Author: Blockchain Knight
The latest initiative of Nasdaq to tokenize stocks is not simply about moving stocks to the blockchain; its core significance lies in anchoring the "tokens are real stocks" compliant structure, which fundamentally distinguishes it from the offshore synthetic stock models in the market, and marks a clear competition on Wall Street for on-chain equity control.
Nasdaq has not adopted a lightweight model that includes third-party packaging and synthetic rights but has created issuer-led native tokenized equity.
Tokens and stocks have completely equivalent legal status, directly connecting to the issuer's official ownership registry, fully retaining voting rights, corporate governance, dividends, and rights to claim remaining assets, and are not merely programmable rights that include stock trading attributes.
This approach fully aligns with the SEC's regulatory definition on January 30, which explicitly differentiates between issuer-initiated tokenized securities and third-party synthetic models. The former updates official ownership directly through token transfer, while the latter represents indirect rights and carries hidden risks.
According to Nasdaq's 2025 rule proposal, tokenized stocks must share the same CUSIP code as traditional stocks and enjoy equal shareholder rights; otherwise, they will be treated as independent financial instruments, with the plan aiming for implementation in the first half of 2027.
Its structure retains the core system of the existing market, with tokens trading on the same order book as traditional stocks, settled through DTC, preserving liquidity, clearing, compliance, and other core profit elements of institutions while expanding on-chain functionalities.
This sharply contrasts with Kraken's xStocks, which belong to a third-party synthetic model, lacking voting, dividends, and other shareholder rights, only offering on-chain trading exposure, yet has attracted over 850,000 independent holders thanks to its convenience, with total trading volume surpassing $25 billion, confirming the strong demand for on-chain stocks.
Nasdaq's intention is to guide this part of the demand towards compliant, issuer-centric tracks.
In terms of market size, Nasdaq boasts about 4,000 listed companies and a total market value of $14 trillion; even if only 0.1% of the equity is tokenized, the scale would reach $14 billion, while 1% would soar to $140 billion.
Coupled with McKinsey's prediction that tokenized financial assets will reach $2 trillion by 2030, traditional exchanges have engaged in fierce competition, with the New York Stock Exchange simultaneously announcing the development of a tokenized securities platform, focusing on around-the-clock trading and instant settlement, while Nasdaq has also partnered with Europe's Seturion to expand post-trade services.

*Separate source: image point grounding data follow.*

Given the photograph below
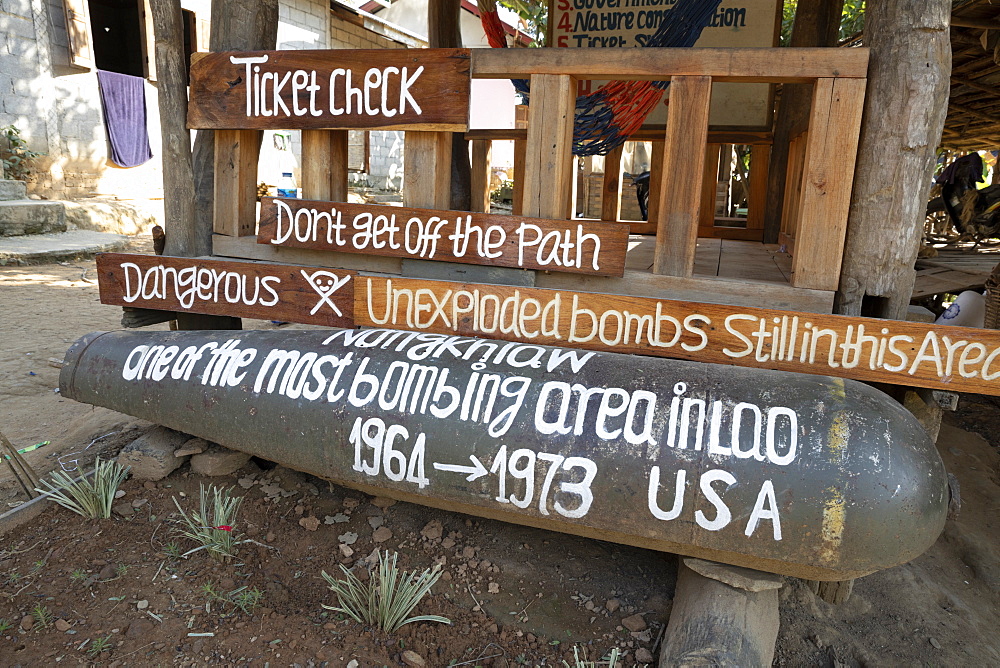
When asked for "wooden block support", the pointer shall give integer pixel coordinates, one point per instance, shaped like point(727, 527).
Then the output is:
point(760, 156)
point(683, 155)
point(427, 170)
point(324, 165)
point(709, 185)
point(235, 205)
point(611, 186)
point(482, 153)
point(548, 170)
point(827, 180)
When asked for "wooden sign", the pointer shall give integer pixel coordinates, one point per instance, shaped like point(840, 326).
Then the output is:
point(221, 287)
point(953, 358)
point(735, 23)
point(449, 236)
point(406, 89)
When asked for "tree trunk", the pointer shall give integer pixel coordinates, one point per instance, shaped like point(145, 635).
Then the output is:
point(444, 31)
point(817, 23)
point(905, 108)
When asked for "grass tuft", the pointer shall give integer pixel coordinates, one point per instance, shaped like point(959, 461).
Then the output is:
point(217, 508)
point(91, 495)
point(386, 600)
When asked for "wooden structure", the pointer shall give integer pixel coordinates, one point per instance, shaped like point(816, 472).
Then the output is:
point(675, 198)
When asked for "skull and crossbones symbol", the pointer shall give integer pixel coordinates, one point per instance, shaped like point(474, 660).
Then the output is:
point(325, 283)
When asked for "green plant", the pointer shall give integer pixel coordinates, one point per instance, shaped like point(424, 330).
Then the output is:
point(15, 157)
point(99, 645)
point(91, 495)
point(212, 525)
point(386, 600)
point(42, 615)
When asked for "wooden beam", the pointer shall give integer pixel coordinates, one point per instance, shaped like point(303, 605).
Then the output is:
point(653, 64)
point(611, 185)
point(482, 151)
point(427, 170)
point(683, 155)
point(236, 154)
point(548, 178)
point(827, 180)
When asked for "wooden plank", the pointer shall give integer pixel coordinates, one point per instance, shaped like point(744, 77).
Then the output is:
point(235, 202)
point(827, 180)
point(611, 185)
point(588, 247)
point(799, 65)
point(548, 172)
point(868, 349)
point(394, 89)
point(759, 157)
point(709, 185)
point(683, 155)
point(224, 287)
point(652, 132)
point(324, 165)
point(482, 152)
point(427, 170)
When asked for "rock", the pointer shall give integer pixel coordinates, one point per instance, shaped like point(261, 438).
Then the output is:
point(634, 623)
point(411, 658)
point(746, 579)
point(217, 460)
point(193, 447)
point(432, 530)
point(643, 655)
point(124, 509)
point(151, 456)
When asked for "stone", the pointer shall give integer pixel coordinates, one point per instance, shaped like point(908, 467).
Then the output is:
point(151, 456)
point(746, 579)
point(635, 623)
point(218, 460)
point(195, 446)
point(411, 658)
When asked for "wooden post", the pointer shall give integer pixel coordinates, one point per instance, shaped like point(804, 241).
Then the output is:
point(759, 156)
point(611, 186)
point(324, 165)
point(817, 23)
point(683, 155)
point(548, 173)
point(427, 170)
point(834, 123)
point(905, 108)
point(722, 616)
point(482, 152)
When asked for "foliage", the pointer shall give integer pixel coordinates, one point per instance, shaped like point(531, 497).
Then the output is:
point(15, 155)
point(387, 598)
point(212, 525)
point(91, 495)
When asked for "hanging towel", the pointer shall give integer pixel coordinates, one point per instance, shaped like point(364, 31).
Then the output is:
point(123, 100)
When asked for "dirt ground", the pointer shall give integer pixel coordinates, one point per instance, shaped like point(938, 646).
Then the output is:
point(516, 596)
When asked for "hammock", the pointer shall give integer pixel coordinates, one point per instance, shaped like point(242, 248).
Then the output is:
point(606, 118)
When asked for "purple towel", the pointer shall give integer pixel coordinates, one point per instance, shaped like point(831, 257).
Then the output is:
point(123, 99)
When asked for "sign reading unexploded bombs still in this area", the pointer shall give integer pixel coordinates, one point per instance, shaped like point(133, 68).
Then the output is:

On the regulatory front, favorable signals have been released, with the Federal Reserve and other three institutions clarifying that capital rules are technically neutral, treating tokenized securities and traditional stock capital equally, alleviating institutional concerns, though the overall legal framework still requires improvement.
The market has currently formed a differentiated pattern: in the short term, compliant true equity tokens and lightweight synthetic tokens will coexist, with the former aimed at institutions, having clear legal standing but cumbersome operations; the latter targeting global convenience, occupying the crypto-native distribution market.
If disputes over rights or payment risks arise with synthetic products, the value of the Nasdaq model will quickly become evident; if the compliant system is too closed and inefficient, the lightweight model will still dominate.
Essentially, Nasdaq's layout is not about creating crypto-packaged products but about promoting the programmability of real stocks, vying for dominance over Internet-native stocks, and avoiding foreign synthetic tokens from replacing real equity with complete legal attributes.